How I Recreated Pandora on Spotify

by | Oct 21, 2022 | Music

If you know me, even a little bit, you’ll know that music is a big part of my life. I’ve played musical instruments since childhood and pride myself on my eclectic tastes. Needless to say, my choice of streaming service is something I take pretty seriously.

Since college I’ve slowly been transitioning from the many gigabytes of mp3’s stored on my computer to a more “modern” approach to listening. My first foray into streaming services started with Pandora which I honestly loved for a long time. It fit very well with my hands-off approach to listening to music and introduced me to artists I’d never listened to before.

Unfortunately after listening to Pandora for 10+ years, I started noticing a lot of the same songs popping up. I couldn’t figure out if it was because their music library wasn’t changing and expanding or the algorithm had become “stuck” in a rut. In any case, I decided to start exploring other streaming services to see what was out there.

I started with Spotify and tried to use it exactly like I did with Pandora. I was like, “wait a second, I have to find a playlist I want to listen to or create my own… Next!” I quickly rifled through pretty much all of the streaming services, but each of them had a quirk or two that just didn’t sit right with me.

I was up to my gills in free trials, but felt like nothing was going to actually work. I thought to myself, “maybe I should crawl back to Pandora and beg for them to take me back”. That was when I noticed a shimmer of hope. Spotify had an API! (Here’s the wiki on APIs, just in case)

After poking around the Spotify API, my hypothesis started to form.

Using the data from Spotify’s API, I bet I can recreate Pandora’s artist radio.

Accomplishing this would allow me to take advantage of Spotify’s huge music library and prevent me from having to sift through playlists or suffer through Spotify’s half-witted attempt at an artist radio.

I told you I took my music seriously…

Let’s dig in.

Discovering Spotify’s Data

After an initial look at the data available, there were two areas that looked most promising: related artists and genres. Now this might not sound like a lot but, as I’ll try to show, just these two pieces of information can create something pretty compelling.

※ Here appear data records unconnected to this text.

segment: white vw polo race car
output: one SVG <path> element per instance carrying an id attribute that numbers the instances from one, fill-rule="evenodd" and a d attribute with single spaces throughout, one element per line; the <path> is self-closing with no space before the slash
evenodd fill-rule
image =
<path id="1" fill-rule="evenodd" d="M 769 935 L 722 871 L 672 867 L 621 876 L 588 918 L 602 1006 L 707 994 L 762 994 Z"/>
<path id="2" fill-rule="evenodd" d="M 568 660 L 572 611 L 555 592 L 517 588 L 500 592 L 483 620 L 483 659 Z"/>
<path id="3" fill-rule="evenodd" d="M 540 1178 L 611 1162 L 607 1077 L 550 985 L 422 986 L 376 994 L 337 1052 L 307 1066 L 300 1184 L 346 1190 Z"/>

But first, it might make sense to quickly talk about how Pandora’s radio works.

What Does Pandora Do?

Pandora is driven by something called the Music Genome Project. This is a project that uses around 450 musical attributes to distinguish, group, and recommend songs to Pandora’s users. Each song is broken down, not by genre or era, but by how the song sounds. Is the song slow? What is the time-signature? Is there singing or is it just instrumental? Is the song happy or sad (major or minor keys)? These are just some examples of what may be included in the 450 musical attributes.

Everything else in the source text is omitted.